My youngest granddaughter is eleven. She recently stayed over for a few days, which for me was a non-stop, high-energy, why walk when you can run, goof-around, back-and forth word-play episode of exuberant joy.

Being a senior adult, I’m mostly surrounded by other seniors, many of whom I love dearly, but all of whom, like me, have serious things on their minds. Being eleven is just on the cusp of grappling with serious things, yet close enough to childhood to still dip into its exuberant pool of delight and excitement. Once past twelve, something happens: we quickly grow up and living changes from childhood delight to serious adult preoccupations.

Toddlers exhibit the same pool of exuberance: endless curiosity and openness to new experiences, the same impulse that inclines babies, in their eagerness to encounter the world, to put everything in their mouths, or at least to try.

It’s possible to be intoxicated with life, we all have that potential. The combination of dopamine, serotonin and oxytocin comprise our organic path to exuberance. In adulthood, stress-induced cortisol takes over, and overwhelmed by the seriousness of life, our yearning for exuberance often gets satisfied artificially through chemical intoxication, the stimulation of our pleasure centers with drugs and alcohol.

For a couple of days, I had the opportunity to reconnect with my 11-year-old self though the eyes and thoughts of my granddaughter, to get a reminder of what I once was and we are all capable of being: silly, curious, playful, and creative. We walked to the town plaza and on the way sampled cherry-sized red and yellow plums hanging over the sidewalk. We made up stories. Back home, we ate poached salmon. We swept and mopped the floor like it was a great adventure, and in the afternoon, my other granddaughter, now 17 years old, came over and I watched the two of them playfully noodle around for a couple of hours in the swimming pool that’s available to condo residents.

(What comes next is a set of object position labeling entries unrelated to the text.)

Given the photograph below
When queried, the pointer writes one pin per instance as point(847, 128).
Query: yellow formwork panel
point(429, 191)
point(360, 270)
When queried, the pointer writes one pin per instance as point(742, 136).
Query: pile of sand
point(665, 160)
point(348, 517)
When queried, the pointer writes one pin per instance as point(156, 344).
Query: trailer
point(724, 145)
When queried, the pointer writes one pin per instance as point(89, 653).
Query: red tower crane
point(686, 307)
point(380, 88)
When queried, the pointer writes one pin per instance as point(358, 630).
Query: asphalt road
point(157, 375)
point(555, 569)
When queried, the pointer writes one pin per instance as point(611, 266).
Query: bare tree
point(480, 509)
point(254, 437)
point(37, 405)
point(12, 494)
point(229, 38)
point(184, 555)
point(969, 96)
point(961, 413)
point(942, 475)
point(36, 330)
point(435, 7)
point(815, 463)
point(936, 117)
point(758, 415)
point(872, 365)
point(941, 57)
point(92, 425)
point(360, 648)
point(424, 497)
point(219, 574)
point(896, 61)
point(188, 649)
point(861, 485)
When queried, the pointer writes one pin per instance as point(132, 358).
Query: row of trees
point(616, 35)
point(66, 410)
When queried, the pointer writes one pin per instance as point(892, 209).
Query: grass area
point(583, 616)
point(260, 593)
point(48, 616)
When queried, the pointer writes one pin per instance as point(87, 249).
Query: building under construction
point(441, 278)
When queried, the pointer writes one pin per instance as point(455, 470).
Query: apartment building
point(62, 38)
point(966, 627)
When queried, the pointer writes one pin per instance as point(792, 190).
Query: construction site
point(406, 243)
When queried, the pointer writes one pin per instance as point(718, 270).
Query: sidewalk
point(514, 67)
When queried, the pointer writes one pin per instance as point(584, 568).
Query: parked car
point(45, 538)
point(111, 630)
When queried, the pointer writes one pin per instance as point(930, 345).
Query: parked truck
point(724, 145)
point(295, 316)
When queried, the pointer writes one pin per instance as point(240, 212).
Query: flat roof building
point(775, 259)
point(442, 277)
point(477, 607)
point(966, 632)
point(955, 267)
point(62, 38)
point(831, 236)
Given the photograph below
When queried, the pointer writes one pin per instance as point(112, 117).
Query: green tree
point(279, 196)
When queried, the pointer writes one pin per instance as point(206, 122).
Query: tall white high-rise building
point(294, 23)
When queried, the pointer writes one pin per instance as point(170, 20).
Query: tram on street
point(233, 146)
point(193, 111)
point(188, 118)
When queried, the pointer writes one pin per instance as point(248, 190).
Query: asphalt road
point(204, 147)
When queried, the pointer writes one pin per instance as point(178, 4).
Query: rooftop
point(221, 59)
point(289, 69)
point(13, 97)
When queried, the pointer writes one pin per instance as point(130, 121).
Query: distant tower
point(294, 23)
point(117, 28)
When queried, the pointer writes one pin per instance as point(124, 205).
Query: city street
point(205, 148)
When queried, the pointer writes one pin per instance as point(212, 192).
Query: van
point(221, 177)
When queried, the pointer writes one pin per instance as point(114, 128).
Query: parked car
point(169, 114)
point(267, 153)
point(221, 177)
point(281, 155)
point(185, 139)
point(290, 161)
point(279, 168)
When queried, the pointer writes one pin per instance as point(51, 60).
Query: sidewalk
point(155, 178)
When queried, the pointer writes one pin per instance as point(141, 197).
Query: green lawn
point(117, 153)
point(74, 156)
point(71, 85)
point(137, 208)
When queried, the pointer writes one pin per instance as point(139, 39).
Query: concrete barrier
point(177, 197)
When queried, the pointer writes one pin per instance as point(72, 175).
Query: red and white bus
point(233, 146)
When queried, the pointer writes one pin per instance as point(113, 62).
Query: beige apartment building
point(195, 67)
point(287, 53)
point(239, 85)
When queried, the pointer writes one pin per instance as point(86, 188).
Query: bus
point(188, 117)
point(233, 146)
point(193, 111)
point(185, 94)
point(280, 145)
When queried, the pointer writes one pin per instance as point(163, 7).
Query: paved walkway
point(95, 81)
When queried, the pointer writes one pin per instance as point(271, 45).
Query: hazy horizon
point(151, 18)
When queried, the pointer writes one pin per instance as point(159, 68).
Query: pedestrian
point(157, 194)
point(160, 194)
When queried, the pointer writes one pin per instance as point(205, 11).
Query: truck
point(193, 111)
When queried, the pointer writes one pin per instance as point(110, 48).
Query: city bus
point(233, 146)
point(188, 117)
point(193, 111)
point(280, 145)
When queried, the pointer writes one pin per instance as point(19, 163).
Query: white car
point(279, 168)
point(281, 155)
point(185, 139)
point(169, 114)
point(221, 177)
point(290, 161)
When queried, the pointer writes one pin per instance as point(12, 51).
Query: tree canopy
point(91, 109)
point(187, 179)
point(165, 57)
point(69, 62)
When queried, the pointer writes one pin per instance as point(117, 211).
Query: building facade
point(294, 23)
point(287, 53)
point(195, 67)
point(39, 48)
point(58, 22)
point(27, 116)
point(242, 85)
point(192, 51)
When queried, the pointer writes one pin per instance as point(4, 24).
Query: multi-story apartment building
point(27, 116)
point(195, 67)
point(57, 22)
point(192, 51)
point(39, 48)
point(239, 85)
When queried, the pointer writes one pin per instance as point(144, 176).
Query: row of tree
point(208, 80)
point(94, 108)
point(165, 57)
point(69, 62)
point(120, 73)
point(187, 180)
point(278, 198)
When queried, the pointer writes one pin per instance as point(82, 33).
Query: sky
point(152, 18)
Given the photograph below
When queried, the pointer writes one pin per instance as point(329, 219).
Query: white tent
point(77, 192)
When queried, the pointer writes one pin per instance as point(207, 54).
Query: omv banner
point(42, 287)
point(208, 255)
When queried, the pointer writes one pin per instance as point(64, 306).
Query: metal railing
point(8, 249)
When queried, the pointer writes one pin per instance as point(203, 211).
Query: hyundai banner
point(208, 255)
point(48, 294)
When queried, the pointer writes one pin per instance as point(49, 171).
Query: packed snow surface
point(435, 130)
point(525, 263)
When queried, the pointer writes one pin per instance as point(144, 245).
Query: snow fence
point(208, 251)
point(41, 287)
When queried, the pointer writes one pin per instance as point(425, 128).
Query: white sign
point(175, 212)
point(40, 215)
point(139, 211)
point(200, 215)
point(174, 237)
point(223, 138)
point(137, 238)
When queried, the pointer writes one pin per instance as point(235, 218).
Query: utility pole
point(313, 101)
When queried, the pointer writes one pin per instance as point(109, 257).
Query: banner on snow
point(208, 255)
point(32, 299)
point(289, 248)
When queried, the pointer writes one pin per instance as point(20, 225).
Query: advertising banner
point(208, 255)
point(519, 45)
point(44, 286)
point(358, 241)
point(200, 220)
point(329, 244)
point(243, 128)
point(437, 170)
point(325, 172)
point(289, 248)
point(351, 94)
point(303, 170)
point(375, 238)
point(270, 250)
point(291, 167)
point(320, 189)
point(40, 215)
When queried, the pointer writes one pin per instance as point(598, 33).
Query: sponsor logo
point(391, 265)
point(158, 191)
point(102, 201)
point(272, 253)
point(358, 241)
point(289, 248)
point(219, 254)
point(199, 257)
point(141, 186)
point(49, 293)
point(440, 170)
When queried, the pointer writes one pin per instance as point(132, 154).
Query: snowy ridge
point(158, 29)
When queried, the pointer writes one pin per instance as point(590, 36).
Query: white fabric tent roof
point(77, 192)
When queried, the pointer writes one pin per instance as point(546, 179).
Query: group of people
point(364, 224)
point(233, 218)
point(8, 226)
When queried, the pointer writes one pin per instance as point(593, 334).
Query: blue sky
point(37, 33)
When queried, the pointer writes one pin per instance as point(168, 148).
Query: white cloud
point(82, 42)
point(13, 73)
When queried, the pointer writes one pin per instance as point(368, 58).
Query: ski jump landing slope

Exuberance is the experience of being in love with being, it’s just that simple. As we age life gets complicated, and we get distracted from the simple joys of living. Worries take up emotional space, and the idea of non-being increasingly intrigues and vexes us. Life becomes a serious business filled with responsibility, obligation, and commitment. We laugh less and look outside ourselves for entertainment. At our worst, we fall into depression and inflict our misery on others through violence and aggression.

As a social worker, my late wife Norma would often offer the opinion that we adults are large, old children, and that the child we were is still inside us; nothing about how people behave should be a surprise. The child inside wants to express itself and does. It feels pain, joy, sorrow, excitement, fear, hope, disappointment, love, jealousy, attraction, envy – the entire panoply of human emotions at work within us. In adulthood, if it actually exists, these emotions can be a vehicle for self-realization, self-discovery and transformation. How we feel is who we are, even as it changes moment to moment.

I’m back to being alone, but something in me awakened, and after spending a couple of sweaty hours in the heat repainting a door yesterday, I walked down to the swimming pool and noodled around for an hour. Floating on my back, looking up at the trees and clear blue sky, I felt absolutely joyful.